Den tieferen Sinn von Ionescos Stück zu erkennen, ist leicht und schwer zugleich. Der Witz besteht darin, dass Ionescos Karikatur der Wirklichkeit diese bis zur Kenntlichkeit verzerrt. Es besteht kein Zweifel, dass Ionesco sein Drama als grundsätzliche Kritik an Massenbewegungen verstanden wissen wollte, seien diese nun von Ideologien, Volks(ver)führern, Parteiprogrammen, Religionen oder anderen geschlossenen Glaubenssystemen gelenkt. Als Rumäne kannte sich Ionesco im stalinistischen Totalitarismus Ceausescu’scher Prägung bestens aus. Als Freiwilliger in der französischen Résistance kämpfte er gegen den Totalitarismus der Nazis. Ionesco wusste also genau, wovon er sprach, wenn er die um sich greifende Entmenschlichung beschrieb, die Gehirnwäsche, die aus Menschen willfährige Roboter oder eben fühllose, gepanzerte Nashörner macht. Mitläufer, die den Gleichschritt in der abgestumpften Masse dem Selberdenken und der persönlichen Freiheit vorziehen.

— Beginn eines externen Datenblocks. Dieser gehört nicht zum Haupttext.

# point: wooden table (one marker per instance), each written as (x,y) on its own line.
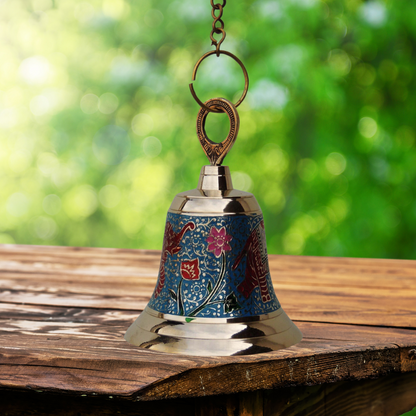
(64,312)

Ist das Nashornsyndrom grösser oder kleiner geworden als zur Zeit Ionescos? Unbestrittenermassen leben wir Menschen heute weniger autoritätsgläubig als früher. Wir gestalten unser Leben selbstbestimmter, unabhängiger, freier. Niemand will sich vorschreiben lassen, was er oder sie zu tun oder zu lassen habe. All das würde im Grunde dafür sprechen, dass wir uns auf die Seite Bérengers geschlagen haben, auf die Seite der Menschheit und gegen die Nashörner. Aber ist es tatsächlich so? Ist die Freiheit, die uns angeblich so viel bedeutet, tatsächlich eine selbstgestaltete oder nicht doch eher eine vordefinierte Freiheit? Die Freiheit zu konsumieren, die Freiheit, uns dem zwanglosen Zwang der grossen Zahl, der Mode, der Mehrheitsmeinung, der allgegenwärtigen Propaganda, der digitalen Diktatur zu unterwerfen? Sind wir nicht im Begriff, uns gegen eine Welt, die immer mehr und immer gefährlichere Katastrophen baut, zu schützen, indem wir uns immunisieren, indem wir uns eine dicke Haut zulegen, indem wir, na ja, allmählich zu Nashörnern werden…!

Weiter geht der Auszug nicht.